AkCalculators

Sequence & Series Calculator — arithmetic and geometric sequences explained

Sequences and series are foundational concepts in algebra, calculus and discrete mathematics. A sequence is an ordered list of numbers (terms) defined by a rule; a series is the sum of terms of a sequence. Two especially common types are arithmetic sequences (constant difference between consecutive terms) and geometric sequences (constant ratio between consecutive terms). This Sequence & Series Calculator computes nth terms and sums for arithmetic and geometric sequences, and can also analyze a small list of sample terms to detect whether the sequence appears arithmetic, geometric, or neither.

Arithmetic sequences

An arithmetic sequence has the form:

a₁, a₁ + d, a₁ + 2d, a₁ + 3d, ...

where a₁ is the first term and d is the common difference. The nth term is given by the simple linear formula:

a_n = a₁ + (n − 1)·d

The sum of the first n terms (the arithmetic series) can be computed directly using:

S_n = n/2 · (2a₁ + (n − 1)·d) = n · (a₁ + a_n)/2

These formulas are implemented in the calculator and the steps are shown so learners can follow the algebra and substitution.

Geometric sequences

A geometric sequence has the form:

a₁, a₁·r, a₁·r², a₁·r³, ...

where r is the common ratio. The nth term is:

a_n = a₁ · r^(n − 1)

The sum of the first n terms (for r ≠ 1) is given by:

S_n = a₁ · (r^n − 1) / (r − 1)

When r = 1, the sequence is constant and the sum simplifies to S_n = n·a₁. The calculator handles this special case explicitly and shows algebraic simplification in steps.

Custom sequence detection

In practice you might be given a few terms and asked to identify the sequence type. The Custom mode accepts 3–10 sample terms and applies simple numerical checks:

• Arithmetic test: Check whether the differences between consecutive terms are (approximately) equal: d_i = a_{i+1} − a_i. If differences are consistent (within a small tolerance when fractional values are involved), the sequence is arithmetic and d is reported.
• Geometric test: Check whether ratios between consecutive terms are consistent: r_i = a_{i+1} / a_i. If ratios are consistent and a_i ≠ 0, the sequence is geometric and r is reported.

If both tests fail, the tool reports "neither". The calculator prints the diagnostic differences and ratios so you can see exactly why a sequence is classified one way or another.

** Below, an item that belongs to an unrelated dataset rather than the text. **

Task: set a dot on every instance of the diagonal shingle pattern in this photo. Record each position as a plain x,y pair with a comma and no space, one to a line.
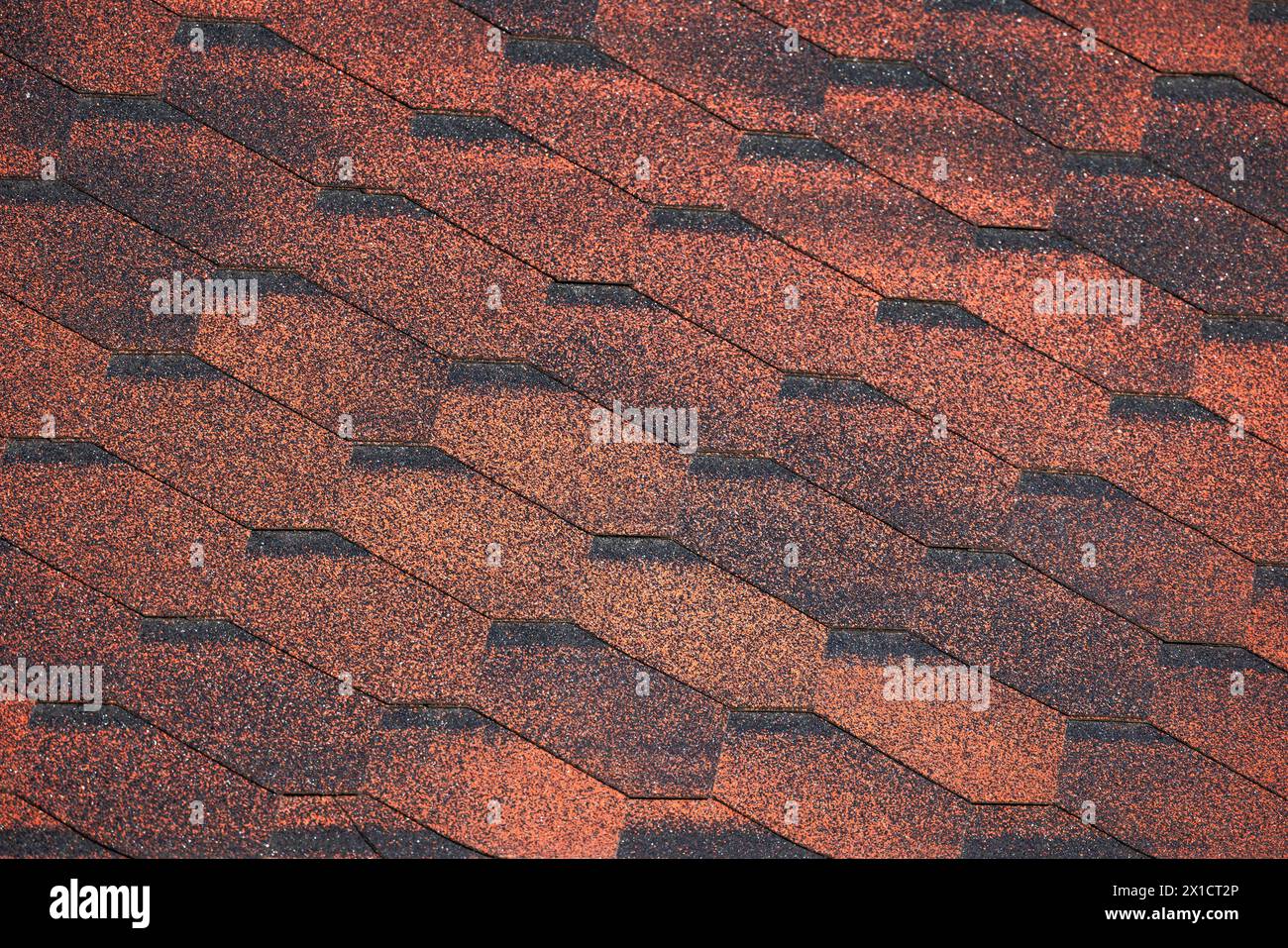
361,583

Using the calculator — examples

1. Arithmetic example: a₁ = 5, d = 3, n = 10. Then a₁₀ = 5 + (10 − 1)·3 = 32. Sum S₁₀ = 10/2 · (2·5 + 9·3) = 5 · (10 + 27) = 185.
2. Geometric example: a₁ = 2, r = 3, n = 6. Then a₆ = 2·3⁵ = 486 and S₆ = 2·(3⁶ − 1)/(3 − 1) = 2·(729 − 1)/2 = 728.
3. Custom detection: Terms 4, 7, 10, 13 → differences 3,3,3 → arithmetic with d=3. Terms 3, 6, 12 → ratios 2,2 → geometric with r=2.

Fractional and negative parameters

Both arithmetic and geometric formulas work with fractional and negative parameters. For example, an arithmetic sequence with d = −1/2 will decrease by 0.5 each step. A geometric sequence with r = 1/2 will shrink exponentially. The calculator accepts simple fractional input (like 3/4) and decimal input, showing exact substitution where possible and numeric evaluation with the chosen display precision.

Edge cases and special considerations

• Geometric r = 0: All terms after the first are zero; sums use the general formula but simplify accordingly.
• Geometric r = 1: Use S_n = n·a₁ to avoid division by zero in the standard sum formula.
• Custom detection with near-floating mismatch: When terms are computed from real-world measurements or decimals, small floating differences might make exact equality fail; the detection uses a numeric tolerance and prints diagnostics so you can adjust or interpret results.

Why this matters

Understanding sequences and series is crucial for calculus (limits and infinite series), finance (annuity sums), computer science (recurrence relations), and physics (discrete-time models). This calculator speeds computation and clarifies the algebraic steps so you can learn the reasoning behind results and check homework quickly.

Tips for students

• Always verify whether the problem expects integer-only sequences or allows fractional/real parameters.
• Use Custom mode to sanity-check sequences from problem statements — often sample terms reveal the rule directly.
• When computing large n with geometric sequences, be mindful of overflow and rounding when r>1; this tool gives numeric results but for symbolic proofs keep expressions in terms of r^n.

Conclusion

The Sequence & Series Calculator on AkCalculators is a practical, educational tool for computing nth terms and sums, exploring arithmetic and geometric patterns, and diagnosing sequence types from sample terms. Use the step-by-step mode to study the algebra or export results for reports and homework checks.